Legal impediments to Jewish participation in the political, social, and economic life of the country largely ended once Jews received political rights in Maryland in 1826. By then, Jews had turned their attention in new directions, seeking to assure their inclusion in all facets of American life and advocating on behalf of oppressed co-religionists abroad. They participated fully in the political life of the nation, advocated on behalf of causes important to them as Jews, and sometimes held out the promise of the “Jewish vote” in an effort to garner political support. Issues that have traditionally stood at the top of the Jewish community’s political agenda include opposition to anti-Semitism, extension of civil rights, separation of church and state, the security of the State of Israel, and the welfare of Jews around the world.
Secretary of the Board of Delegates of American Israelites Myer S. Isaacs wrote to Lincoln on the eve of the presidential election, October 26, 1864, that “the Jewish vote does not exist.“ Isaacs nevertheless assures Lincoln that “the majority of Israelite citizens must concur in the attachment for the Union and a determination to leave no means untried to maintain its honor.”

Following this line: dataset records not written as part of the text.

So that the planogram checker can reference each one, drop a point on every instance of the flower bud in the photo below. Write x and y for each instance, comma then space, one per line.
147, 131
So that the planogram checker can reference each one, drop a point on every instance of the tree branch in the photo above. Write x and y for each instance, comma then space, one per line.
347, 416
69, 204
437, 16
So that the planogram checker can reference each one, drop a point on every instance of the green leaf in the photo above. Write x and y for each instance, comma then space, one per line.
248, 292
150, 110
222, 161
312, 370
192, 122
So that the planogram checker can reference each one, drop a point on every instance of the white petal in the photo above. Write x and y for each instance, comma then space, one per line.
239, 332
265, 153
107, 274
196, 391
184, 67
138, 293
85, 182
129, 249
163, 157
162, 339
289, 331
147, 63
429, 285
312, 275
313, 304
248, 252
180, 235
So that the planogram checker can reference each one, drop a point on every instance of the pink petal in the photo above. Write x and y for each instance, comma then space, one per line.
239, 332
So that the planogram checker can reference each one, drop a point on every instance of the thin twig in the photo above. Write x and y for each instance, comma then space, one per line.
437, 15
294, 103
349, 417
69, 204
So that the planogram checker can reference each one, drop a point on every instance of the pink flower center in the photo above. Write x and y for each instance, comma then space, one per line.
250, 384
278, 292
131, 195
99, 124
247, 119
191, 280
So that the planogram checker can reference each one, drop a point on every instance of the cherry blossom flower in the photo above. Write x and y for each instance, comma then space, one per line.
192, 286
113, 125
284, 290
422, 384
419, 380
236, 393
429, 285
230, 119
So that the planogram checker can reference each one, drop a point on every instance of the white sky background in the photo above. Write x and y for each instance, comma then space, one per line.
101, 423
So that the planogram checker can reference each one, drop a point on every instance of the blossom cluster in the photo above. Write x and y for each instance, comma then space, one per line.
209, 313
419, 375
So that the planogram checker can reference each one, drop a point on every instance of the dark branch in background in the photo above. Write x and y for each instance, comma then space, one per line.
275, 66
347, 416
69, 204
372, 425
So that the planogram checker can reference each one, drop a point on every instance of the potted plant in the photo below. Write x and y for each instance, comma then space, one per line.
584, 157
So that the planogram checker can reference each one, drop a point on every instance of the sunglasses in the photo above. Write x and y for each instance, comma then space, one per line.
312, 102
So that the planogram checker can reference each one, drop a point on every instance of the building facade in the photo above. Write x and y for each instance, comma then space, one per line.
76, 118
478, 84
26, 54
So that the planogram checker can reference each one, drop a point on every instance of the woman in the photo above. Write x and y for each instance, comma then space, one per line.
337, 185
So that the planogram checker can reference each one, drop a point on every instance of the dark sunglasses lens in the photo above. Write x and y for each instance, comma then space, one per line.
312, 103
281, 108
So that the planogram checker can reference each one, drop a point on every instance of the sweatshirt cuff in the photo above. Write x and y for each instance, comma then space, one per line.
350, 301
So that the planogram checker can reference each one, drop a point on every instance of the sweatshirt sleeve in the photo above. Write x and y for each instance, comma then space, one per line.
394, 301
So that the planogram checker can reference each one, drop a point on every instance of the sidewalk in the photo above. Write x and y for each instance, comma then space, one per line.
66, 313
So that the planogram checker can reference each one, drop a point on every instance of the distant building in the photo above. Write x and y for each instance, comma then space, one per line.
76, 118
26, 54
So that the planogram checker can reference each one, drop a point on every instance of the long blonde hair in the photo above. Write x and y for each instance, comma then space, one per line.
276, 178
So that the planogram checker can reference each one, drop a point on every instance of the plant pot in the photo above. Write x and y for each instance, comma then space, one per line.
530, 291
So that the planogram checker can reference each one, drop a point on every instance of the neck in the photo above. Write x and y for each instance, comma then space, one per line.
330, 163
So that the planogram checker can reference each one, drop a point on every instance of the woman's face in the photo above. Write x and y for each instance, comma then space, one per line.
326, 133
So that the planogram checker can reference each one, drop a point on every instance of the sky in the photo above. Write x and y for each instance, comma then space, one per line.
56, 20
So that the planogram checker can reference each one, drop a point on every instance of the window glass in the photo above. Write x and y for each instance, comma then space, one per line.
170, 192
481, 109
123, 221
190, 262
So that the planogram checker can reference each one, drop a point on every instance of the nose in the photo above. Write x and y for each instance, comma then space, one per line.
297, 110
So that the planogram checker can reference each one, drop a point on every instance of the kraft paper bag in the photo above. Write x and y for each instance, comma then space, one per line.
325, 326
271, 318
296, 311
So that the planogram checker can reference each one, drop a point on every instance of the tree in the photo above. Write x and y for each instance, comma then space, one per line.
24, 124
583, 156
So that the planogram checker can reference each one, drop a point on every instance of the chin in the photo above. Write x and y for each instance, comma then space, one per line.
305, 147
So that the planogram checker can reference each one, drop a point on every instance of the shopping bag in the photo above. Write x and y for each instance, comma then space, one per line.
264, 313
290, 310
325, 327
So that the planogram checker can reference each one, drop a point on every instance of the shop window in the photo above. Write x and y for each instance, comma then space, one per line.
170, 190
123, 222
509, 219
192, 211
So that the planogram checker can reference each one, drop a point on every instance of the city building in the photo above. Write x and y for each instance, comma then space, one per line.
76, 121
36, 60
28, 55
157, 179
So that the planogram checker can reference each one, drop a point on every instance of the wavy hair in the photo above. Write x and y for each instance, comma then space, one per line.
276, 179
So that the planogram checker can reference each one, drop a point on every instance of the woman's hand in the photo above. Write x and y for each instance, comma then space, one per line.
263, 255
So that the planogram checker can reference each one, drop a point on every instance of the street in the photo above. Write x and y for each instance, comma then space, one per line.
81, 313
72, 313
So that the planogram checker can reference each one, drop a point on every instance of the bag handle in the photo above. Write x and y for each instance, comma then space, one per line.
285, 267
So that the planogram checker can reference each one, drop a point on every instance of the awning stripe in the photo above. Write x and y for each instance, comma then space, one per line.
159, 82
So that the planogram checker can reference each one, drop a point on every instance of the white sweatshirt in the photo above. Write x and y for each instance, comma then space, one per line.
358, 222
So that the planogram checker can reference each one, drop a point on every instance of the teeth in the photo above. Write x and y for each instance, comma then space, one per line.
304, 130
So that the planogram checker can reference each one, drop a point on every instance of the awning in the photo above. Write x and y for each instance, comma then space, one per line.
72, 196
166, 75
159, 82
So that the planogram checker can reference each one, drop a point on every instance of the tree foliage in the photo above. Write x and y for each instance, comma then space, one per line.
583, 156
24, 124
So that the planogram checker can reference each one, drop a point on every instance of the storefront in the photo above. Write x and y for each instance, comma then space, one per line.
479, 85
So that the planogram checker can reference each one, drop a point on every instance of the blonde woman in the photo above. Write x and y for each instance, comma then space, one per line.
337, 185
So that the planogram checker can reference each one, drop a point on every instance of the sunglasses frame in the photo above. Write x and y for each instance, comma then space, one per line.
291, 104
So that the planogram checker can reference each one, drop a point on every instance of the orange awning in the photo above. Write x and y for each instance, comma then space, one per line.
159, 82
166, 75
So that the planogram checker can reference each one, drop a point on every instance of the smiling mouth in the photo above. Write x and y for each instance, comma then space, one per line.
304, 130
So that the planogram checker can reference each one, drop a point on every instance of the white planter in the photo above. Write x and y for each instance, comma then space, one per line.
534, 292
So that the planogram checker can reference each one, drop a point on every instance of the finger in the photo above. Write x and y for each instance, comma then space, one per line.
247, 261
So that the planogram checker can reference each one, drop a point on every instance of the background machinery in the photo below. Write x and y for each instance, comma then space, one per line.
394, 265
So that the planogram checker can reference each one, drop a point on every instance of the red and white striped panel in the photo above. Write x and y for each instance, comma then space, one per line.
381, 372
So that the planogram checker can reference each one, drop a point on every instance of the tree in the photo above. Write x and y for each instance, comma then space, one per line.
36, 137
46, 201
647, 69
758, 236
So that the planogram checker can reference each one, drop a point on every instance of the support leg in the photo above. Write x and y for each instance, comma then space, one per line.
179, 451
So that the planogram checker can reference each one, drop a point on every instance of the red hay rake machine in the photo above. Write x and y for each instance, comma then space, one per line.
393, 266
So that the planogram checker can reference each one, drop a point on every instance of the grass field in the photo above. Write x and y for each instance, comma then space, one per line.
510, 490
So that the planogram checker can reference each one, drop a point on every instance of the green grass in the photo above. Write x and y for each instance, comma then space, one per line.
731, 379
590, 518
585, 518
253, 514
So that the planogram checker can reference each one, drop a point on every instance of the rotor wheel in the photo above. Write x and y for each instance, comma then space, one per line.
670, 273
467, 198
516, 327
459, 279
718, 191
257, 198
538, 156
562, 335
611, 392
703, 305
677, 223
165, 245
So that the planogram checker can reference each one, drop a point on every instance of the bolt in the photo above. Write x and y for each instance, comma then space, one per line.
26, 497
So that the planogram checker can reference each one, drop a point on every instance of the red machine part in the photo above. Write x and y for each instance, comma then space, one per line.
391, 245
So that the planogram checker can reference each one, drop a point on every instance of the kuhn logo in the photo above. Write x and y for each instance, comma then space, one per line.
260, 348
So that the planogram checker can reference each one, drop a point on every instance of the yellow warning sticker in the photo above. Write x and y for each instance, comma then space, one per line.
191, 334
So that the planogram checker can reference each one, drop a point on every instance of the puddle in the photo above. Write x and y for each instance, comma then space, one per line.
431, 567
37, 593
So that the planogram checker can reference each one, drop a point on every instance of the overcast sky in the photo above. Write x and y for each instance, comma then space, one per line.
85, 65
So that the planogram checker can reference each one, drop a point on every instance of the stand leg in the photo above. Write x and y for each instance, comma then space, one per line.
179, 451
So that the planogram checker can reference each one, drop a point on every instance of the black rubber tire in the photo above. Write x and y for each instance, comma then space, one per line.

English born Isachar Zacharie was President Lincoln's chiropodist, political confidante, and special emissary. Among other things, Zacharie involved himself in helping Abraham Lincoln secure the Jewish vote. In a letter to Lincoln on November 3, 1864, Zacharie wrote: "I just returned to this city after a trip of nine days through Pennsylvania and New York state, and I am happy to inform you, that I am satisfied that I have done much good, I now think all is Right . . . . As regards the Isrelites [sic]--with but few Exceptions, they will vote for you. . . . I understand them well, and have taken the precaution--to see that they do as they have promised--I have secured good and trustworthy men to--attend on them on Election Day--My Men have been all the week seeing that their masses are properly Registered--so that all will go right on the 8th ins."